= Louis de Carrières =

French priest and Bible commentator

Louis de Carrières (1 September 1662 in Angers, France - 11 June 1717 in Paris) was a French priest and Bible commentator.

== Life ==

Carrières was born in the château de la Plesse in Avrille, near Angers. He entered the French Oratory at a time when such masters as Le Cointe, Louis Thomassin, Nicolas Malebranche, Richard Simon and Bernard Lamy were flourishing, and made the Bible the preferred subject of his studies. He founded a scholarship in Biblical studies, the first beneficiary of which was Charles Houbigant. Carrières held various offices in his community, and earned the reputation as a priest both modest and learned.

== Works ==

His work La Sainte Bible en francais, avec un commentaire littéral inséré dans la traduction won a place among the readers of the scriptures in French. It differs markedly from anything published by earlier commentators. Taking Louis-Isaac Lemaistre de Sacy's translation as a framework, Carrières added a few words of paraphrase here and there to explain difficulties or clear up obscure places. These simple and short additions inspired for the most part by Vatable, Tirinus, Menochius, Bonfrere and Cornelius Jansen, and printed in italics, are easily discernible from the text itself, with which they are also united so as to form one continuous narrative. There are thus no notes to interrupt the text. There are a few errors, however — occasional mistranslations, some groundless hypotheses and opinions later discredited, some unfortunate choices of authorities and interpretations.
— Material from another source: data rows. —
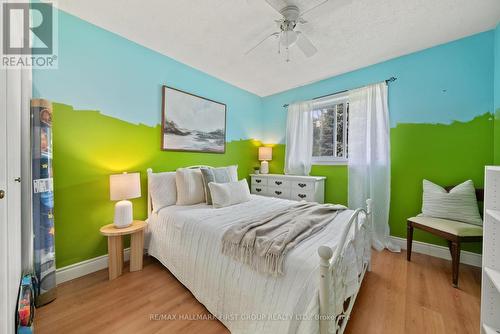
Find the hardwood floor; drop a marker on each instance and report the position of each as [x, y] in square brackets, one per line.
[396, 297]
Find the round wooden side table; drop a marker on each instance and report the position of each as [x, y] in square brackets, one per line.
[115, 246]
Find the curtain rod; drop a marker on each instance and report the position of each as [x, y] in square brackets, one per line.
[391, 79]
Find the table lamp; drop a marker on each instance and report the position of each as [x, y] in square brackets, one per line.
[123, 187]
[265, 154]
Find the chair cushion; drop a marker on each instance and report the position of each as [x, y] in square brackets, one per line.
[458, 204]
[449, 226]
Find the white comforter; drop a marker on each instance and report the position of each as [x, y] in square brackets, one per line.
[187, 240]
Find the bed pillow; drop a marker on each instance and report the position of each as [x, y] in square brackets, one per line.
[162, 190]
[459, 204]
[189, 186]
[231, 193]
[217, 175]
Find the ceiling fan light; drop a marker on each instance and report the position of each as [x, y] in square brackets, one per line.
[288, 38]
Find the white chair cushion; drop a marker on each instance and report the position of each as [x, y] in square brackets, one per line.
[449, 226]
[459, 204]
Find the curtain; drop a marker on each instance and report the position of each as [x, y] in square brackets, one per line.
[299, 138]
[369, 158]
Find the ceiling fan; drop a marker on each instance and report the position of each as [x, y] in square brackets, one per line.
[288, 36]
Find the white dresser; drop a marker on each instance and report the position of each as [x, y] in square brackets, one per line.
[490, 287]
[307, 188]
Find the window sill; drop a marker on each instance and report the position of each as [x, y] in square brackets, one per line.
[330, 163]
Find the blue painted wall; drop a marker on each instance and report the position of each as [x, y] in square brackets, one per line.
[446, 83]
[99, 70]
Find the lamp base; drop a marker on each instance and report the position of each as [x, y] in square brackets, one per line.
[123, 214]
[264, 167]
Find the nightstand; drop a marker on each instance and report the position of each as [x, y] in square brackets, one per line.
[115, 246]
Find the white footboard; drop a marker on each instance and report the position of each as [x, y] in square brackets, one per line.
[330, 322]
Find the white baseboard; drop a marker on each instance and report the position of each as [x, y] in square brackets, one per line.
[442, 252]
[86, 267]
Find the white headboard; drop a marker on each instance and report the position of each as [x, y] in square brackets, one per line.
[149, 171]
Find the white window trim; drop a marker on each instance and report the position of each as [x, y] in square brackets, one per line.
[335, 99]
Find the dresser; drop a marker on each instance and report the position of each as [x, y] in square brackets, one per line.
[490, 286]
[298, 188]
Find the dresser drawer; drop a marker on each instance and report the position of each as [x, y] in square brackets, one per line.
[278, 192]
[302, 195]
[258, 189]
[259, 181]
[278, 183]
[303, 185]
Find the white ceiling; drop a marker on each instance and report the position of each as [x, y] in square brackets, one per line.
[213, 35]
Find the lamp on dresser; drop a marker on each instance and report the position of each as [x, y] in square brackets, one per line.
[265, 154]
[123, 187]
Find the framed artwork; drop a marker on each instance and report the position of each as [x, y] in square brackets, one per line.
[192, 123]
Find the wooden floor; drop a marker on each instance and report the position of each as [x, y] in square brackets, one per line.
[396, 297]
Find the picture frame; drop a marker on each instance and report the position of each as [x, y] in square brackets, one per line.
[192, 123]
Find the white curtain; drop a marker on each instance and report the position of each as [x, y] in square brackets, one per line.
[369, 158]
[299, 138]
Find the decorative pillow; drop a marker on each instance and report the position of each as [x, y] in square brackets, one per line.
[162, 190]
[459, 204]
[227, 194]
[217, 175]
[189, 186]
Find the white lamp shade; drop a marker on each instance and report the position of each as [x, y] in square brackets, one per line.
[124, 186]
[265, 153]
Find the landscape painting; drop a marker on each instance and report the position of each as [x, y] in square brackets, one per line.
[192, 123]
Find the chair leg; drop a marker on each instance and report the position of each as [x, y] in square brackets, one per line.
[455, 261]
[409, 240]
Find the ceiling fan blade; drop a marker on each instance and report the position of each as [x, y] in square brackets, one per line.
[276, 34]
[305, 45]
[313, 8]
[278, 5]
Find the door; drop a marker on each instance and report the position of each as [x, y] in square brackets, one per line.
[10, 196]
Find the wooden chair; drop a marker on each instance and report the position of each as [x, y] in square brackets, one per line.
[453, 231]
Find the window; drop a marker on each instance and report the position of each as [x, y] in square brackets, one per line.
[330, 119]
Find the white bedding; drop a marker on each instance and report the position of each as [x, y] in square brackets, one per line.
[187, 240]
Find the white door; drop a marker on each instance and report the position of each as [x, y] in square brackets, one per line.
[10, 191]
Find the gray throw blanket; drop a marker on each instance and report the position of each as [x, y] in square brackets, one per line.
[263, 242]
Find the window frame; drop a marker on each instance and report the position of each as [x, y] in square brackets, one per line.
[333, 100]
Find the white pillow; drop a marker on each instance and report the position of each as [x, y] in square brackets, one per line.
[459, 204]
[189, 186]
[227, 194]
[162, 190]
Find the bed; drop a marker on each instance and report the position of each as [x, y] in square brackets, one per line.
[316, 294]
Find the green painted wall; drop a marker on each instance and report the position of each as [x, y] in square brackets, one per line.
[88, 147]
[496, 93]
[444, 154]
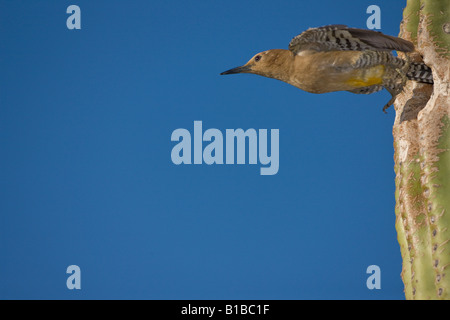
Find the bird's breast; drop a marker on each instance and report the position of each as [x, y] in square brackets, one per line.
[333, 71]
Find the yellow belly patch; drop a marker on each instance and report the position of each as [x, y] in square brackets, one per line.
[366, 78]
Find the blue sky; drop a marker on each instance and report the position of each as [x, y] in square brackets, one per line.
[86, 177]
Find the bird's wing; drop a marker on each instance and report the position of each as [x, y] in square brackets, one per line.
[339, 37]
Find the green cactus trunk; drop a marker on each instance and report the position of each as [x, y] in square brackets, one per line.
[422, 156]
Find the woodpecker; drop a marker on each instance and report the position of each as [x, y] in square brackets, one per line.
[339, 58]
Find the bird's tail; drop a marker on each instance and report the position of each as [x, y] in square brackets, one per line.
[420, 72]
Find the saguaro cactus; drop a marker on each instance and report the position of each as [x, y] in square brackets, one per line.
[422, 155]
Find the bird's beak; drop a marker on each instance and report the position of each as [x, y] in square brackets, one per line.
[241, 69]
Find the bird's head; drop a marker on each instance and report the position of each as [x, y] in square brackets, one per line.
[267, 63]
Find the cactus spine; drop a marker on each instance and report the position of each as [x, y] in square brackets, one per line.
[422, 156]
The first volumes published at Paris and Reims in the beginning of the eighteenth century were heartily welcomed and highly recommended by Jacques-Bénigne Bossuet, who encouraged the writer to pursue his work. The commentary, forming twenty-four volumes, duodecimo, was completed in 1716. New editions rapidly followed: the second edition with preface, summaries, and dissertations compiled by the Abbé de Vence, twenty-two volumes, duodecimo (Nancy, 1738–1741); third edition, five volumes, octavo (Paris, 1740); fourth edition, ten volumes, octavo (1747); fifth edition, with maps and illustrations, six volumes, quarto (1750), etc. Carrières' paraphrase, slightly corrected, together with an abridged revision of Calmet's commentaries and a few dissertations from the Abbé de Vence, made up Rondet's Bible d'Avignon (1748-1750), widely known later as the Bible de Vence. During the nineteenth century Carrières's version was frequently reprinted, often with the commentaries of Menochius, sometimes also with the notes of nineteenth-century interpreters, like Sionnet (1840) and Claude-Joseph Drioux (1884).